Friday, January 18, 2013

The Littlest Bachelor


Ben was away this week.  His absence somehow corresponded with the week a month the babysitter takes off and (how? how?) the aide’s car breaking down.  No Ben, no babysitter, no aide.  I relaxed my standards a bit.

Usually, six o’clock finds us sitting down to dinner at a candlelit table, giving our high points and low points (often pitching our voices above Mihiretu’s but no matter).  This last week it found us (minus Ben) draped on the couch, Mihiretu with earphones and Yu-Gi-Oh on the iPad, the girls and I dug deep into trashy television.

Sunday night was the Golden Globes.  Great fun for all, plus a teaching moment when Jodie Foster came out (me: “Girls, do you know what just happened?”  Mae:  a firm “Yes” and then “What?” me: long explanation of Jodie Foster’s path, the meaning of an open secret, etc.)

Tuesday night we watched the tivoed “The Bachelor”.  Please hold your calls and letters – I know, terrible, terrible thing for young girls to watch.  Ridiculously sexist, absurdly unrealistic view of love and marriage, basically a female orgy with one very lucky guy in the middle of it.  The girls have received a long mom lecture on my opinions on relationships, on romantic ideals versus true everyday love, on how this TV show is total horseshit but also so very fun to watch.

So we were watching, the girls and I, chomping our popcorn, sipping our wine (okay, that was me), discussing how very articulate was the one-armed girl in addressing her disability, when Mihiretu, settled in the crook of my arm, peeled off his headphones and pushed the iPad aside.  This, usually, would be when the happy scene crumbled.  Mihiretu, tired at the end of the day, at loose ends while the girls and I watch something on TV in which he has no interest.
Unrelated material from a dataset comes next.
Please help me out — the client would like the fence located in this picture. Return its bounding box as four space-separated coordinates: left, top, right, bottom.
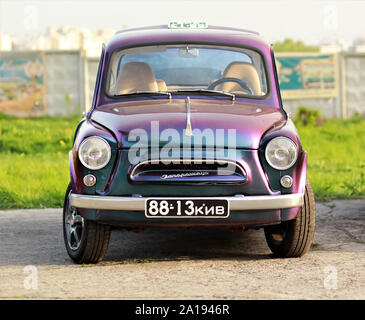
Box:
0 51 365 118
But this boy, who takes his television straight-up animated, watched raptly, silently, for a good five minutes before asking, “That girl gonna get a wose, Mama?”  I said that, no, it looked like that girl was not going to get a rose, that girl was headed home, it seemed.  “Good,” he said with a quick nod of his head, “I no like her.”  I had to say, I agreed.

He finished out the show with us.  It was utterly delightful.  Later, when I told Ben, he said, of course, it’s about romance with lots of pretty ladies, right up his alley.  Plus, all that cleavage.  Really, what’s not to love?

Tuesday, January 15, 2013

What Doesn't Kill You


We five Caprons, do not, thank God, live in 1930’s Germany, or, thank God, Rwanda in the nineties, or, thank God, Syria in 2013.  We do, however, seem to have a lot more discomfort than most of our direct peers.  Our direct peers, of course, are highly educated, highly privileged, gorgeous, fit, middle-aged white folks.  They, like we were just a few years ago, are pursuing their careers, raising their children, sure working to varying degrees to keep finances afloat, to keep marriages afloat, but generally, life here in Marin is pretty fine.  Our problems are first-world problems, to be sure.

We five Caprons live in the perfect storm that is Hurricane Mihiretu (and yes, I include him in the number being oppressed by his behavior, much of which he can’t control).  We are awakened at odd hours by screaming and tantrums, we are in constant terrorist negotiations, we’re giving everything we have to this needy boy and it’s still not enough.  No it’s not Hitler’s Germany but it’s tough.

I’ve been feeling guilty lately about how all this domestic conflict is affecting the girls.  They didn’t ask for another sibling, they certainly didn’t ask to be tortured by said sibling.  But I heard something recently that gave me a bit of perspective.  It was NPR, part of the white noise of my day, I have no idea of the context but here’s the essence: Just because it’s not making you happy doesn’t mean it’s not worth doing.

I think we privileged white people get really caught up in our own happiness.  If we’re not happy, we’re failing.  I’ve been feeling like quite the failure lately.  But this mothering I’m doing, this non-stop chore of loving a boy that often does everything he can to repel that love, it is worth doing.  And, for all my faults, I am a good mother.  I have that to give to the world. 

A friend read a recent post and shared her experience of growing up with an adopted Columbian brother – a boy who came to her family at six with plenty of history.  She said that, yes, being his sister has had its challenges, but that the experience has taught her so many things, deepened her in a way that she might not have been otherwise.  She’s a doctor now and she said that her brother taught her compassion, which is essential in her work, essential to her life.

Perhaps my girls are learning lessons they wouldn’t have learned had we not brought Mihiretu into our lives.  We are giving them depth if nothing else.  They know what hardship is – theoretically from Mihiretu’s story before he came to us and realistically from living with him.  They know, first-hand, what malnutrition is, what global inequity is, that really hard things can happen, even to kids.

So maybe we five Caprons are a bit miserable at the moment.  Maybe we’ll continue to be for years.  But maybe that’s not the worst thing that could happen to a person.